Most companies still talk about AI risk as if the problem is bad facts. Hallucination. Fabricated citations. Wrong numbers. Those are real problems, but they are also the easiest ones to notice. A bogus source can be checked. A wrong date can be corrected. A fake customer quote leaves a trail.

Trendslop is harder. It can be factually clean and still useless.

The failure is not that the model invents the world. The failure is that it knows the map of how people talk about the world. It knows the public vocabulary of competitive advantage, market entry, platform shifts, customer segmentation, and operational focus. It can produce the document shape that organizations already reward: crisp bullets, balanced tradeoffs, a confident recommendation, enough caveats to feel mature.

That is exactly why it is dangerous.

The more polished the output, the easier it is for an organization to mistake completed language for completed thinking. Strategy is not the prose artifact at the end. Strategy is the collision between a claim and a specific operating reality: incentives, distribution, customer trust, internal politics, capital constraints, timing, and the ugly facts that rarely appear in public summaries.
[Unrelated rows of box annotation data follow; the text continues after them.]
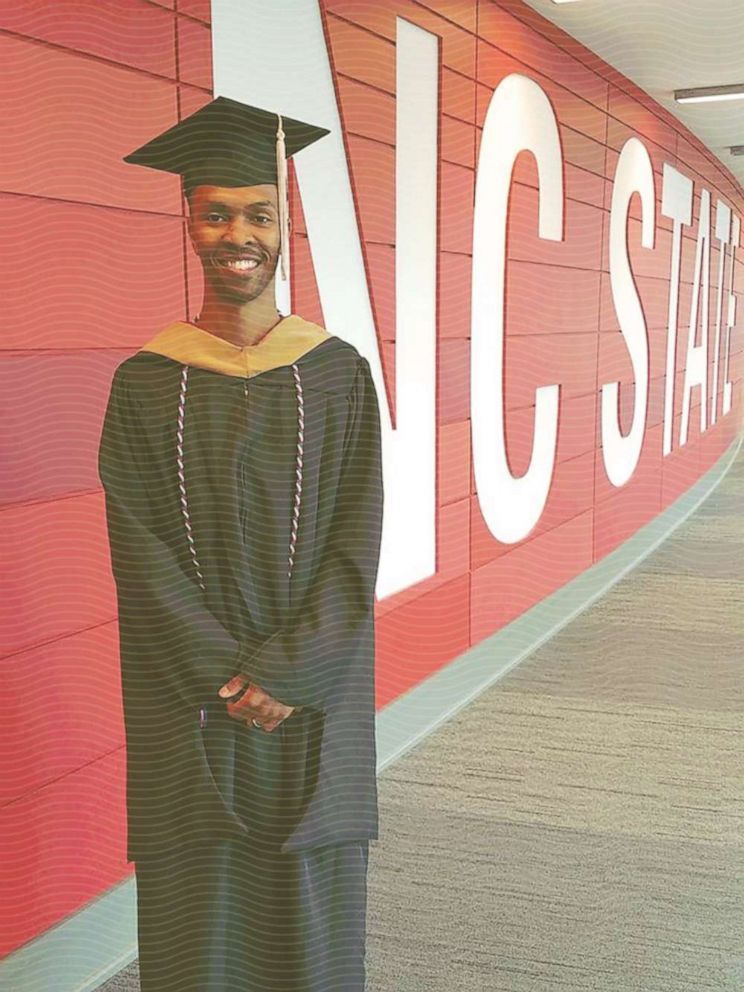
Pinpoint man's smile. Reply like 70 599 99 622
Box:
212 252 263 275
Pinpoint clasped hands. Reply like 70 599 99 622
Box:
219 675 302 734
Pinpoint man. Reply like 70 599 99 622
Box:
99 97 383 992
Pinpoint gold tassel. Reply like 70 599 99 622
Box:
276 114 289 279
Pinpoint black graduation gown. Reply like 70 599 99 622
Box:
98 315 383 861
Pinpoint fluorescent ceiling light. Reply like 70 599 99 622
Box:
674 83 744 103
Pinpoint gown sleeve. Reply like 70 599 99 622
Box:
98 369 274 706
238 357 383 709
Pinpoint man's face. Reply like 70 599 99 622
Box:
189 183 288 303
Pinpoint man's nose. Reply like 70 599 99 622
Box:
223 217 256 246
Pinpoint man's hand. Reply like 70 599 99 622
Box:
219 675 302 734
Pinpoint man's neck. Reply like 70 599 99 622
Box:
194 291 283 348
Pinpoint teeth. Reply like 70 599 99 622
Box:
222 258 258 272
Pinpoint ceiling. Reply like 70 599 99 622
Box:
525 0 744 187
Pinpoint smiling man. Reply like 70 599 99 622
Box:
99 97 383 992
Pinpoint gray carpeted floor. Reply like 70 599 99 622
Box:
103 449 744 992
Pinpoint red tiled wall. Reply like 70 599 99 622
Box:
0 0 211 956
0 0 744 954
314 0 744 705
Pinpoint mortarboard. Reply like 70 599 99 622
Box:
124 96 330 278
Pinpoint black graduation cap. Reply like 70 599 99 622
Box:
124 96 330 277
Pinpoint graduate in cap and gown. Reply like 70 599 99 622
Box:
98 97 383 992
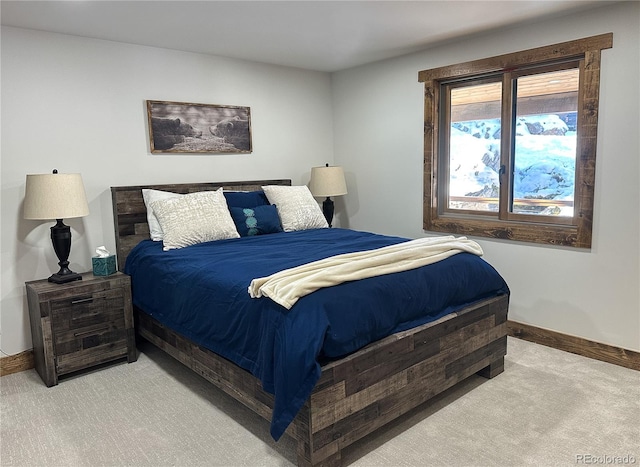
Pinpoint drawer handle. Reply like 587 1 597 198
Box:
71 297 93 305
73 325 109 337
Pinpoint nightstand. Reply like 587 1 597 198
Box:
26 272 138 387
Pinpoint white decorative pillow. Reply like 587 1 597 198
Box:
262 185 329 232
142 188 182 242
151 188 240 251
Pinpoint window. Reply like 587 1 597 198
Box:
419 34 613 248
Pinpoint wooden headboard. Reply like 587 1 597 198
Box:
111 179 291 271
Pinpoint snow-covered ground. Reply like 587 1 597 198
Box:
450 115 577 215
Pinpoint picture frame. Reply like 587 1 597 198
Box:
147 100 253 154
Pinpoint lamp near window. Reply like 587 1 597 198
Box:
309 164 347 227
23 169 89 284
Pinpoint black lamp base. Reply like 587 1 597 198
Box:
322 196 334 227
49 219 82 284
49 271 82 284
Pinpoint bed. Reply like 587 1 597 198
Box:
111 180 509 466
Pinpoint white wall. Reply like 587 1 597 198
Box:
0 2 640 354
332 2 640 351
0 27 333 354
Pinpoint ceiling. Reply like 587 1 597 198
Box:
0 0 610 72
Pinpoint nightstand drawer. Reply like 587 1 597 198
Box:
56 329 127 375
26 272 137 386
51 289 124 334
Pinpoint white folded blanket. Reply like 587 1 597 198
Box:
249 236 483 309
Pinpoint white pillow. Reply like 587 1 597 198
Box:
151 188 240 251
262 185 329 232
142 188 182 242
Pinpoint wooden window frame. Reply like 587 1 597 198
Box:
418 33 613 248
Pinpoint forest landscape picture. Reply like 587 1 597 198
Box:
147 100 252 154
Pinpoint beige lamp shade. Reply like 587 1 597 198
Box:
309 165 347 197
23 173 89 220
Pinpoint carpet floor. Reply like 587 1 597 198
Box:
0 338 640 467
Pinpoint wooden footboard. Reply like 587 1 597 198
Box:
111 179 509 466
136 296 509 466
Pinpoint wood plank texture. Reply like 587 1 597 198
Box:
135 296 508 466
507 321 640 370
0 350 35 376
111 179 291 271
111 180 509 466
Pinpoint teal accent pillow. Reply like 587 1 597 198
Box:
229 204 282 237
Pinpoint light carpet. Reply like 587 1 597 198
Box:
0 338 640 467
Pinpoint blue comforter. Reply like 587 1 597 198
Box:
125 228 509 440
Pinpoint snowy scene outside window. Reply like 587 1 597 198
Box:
448 68 578 217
The counterargument is fair: plenty of human strategy work is trendslop too. Consultants and executives have been producing fluent abstractions long before ChatGPT. If AI makes cheap generic advice cheaper, maybe that is clarifying. Maybe it forces the human work to move up a level.

I think that is only true if the organization has a way to measure the difference.

If the review process rewards polish, AI wins immediately. If the review process asks who has talked to customers, which constraint would kill the plan, what would change the recommendation, and what evidence would make the team abandon it, AI becomes useful in a narrower role. It can draft the map. It cannot certify contact with the territory.

This is the measurement problem under AI in miniature. The old proxy was output: pages written, decks produced, recommendations delivered. AI makes that proxy collapse. It can generate the surface area of strategic work faster than the organization can develop judgment about whether the work is any good.

So the real governance question is not “Should we use LLMs for strategy?” That question is already being answered in practice because the tools are too useful to ignore.

The better question is: what must remain non-delegable?

My answer is the part where a claim gets attached to local reality. The tool can summarize the market. It can propose options. It can surface standard risks. But someone has to own the act of saying, “This is true here, for us, under these constraints, and we are willing to bet on it.”

That sentence is strategy. Everything before it is drafting.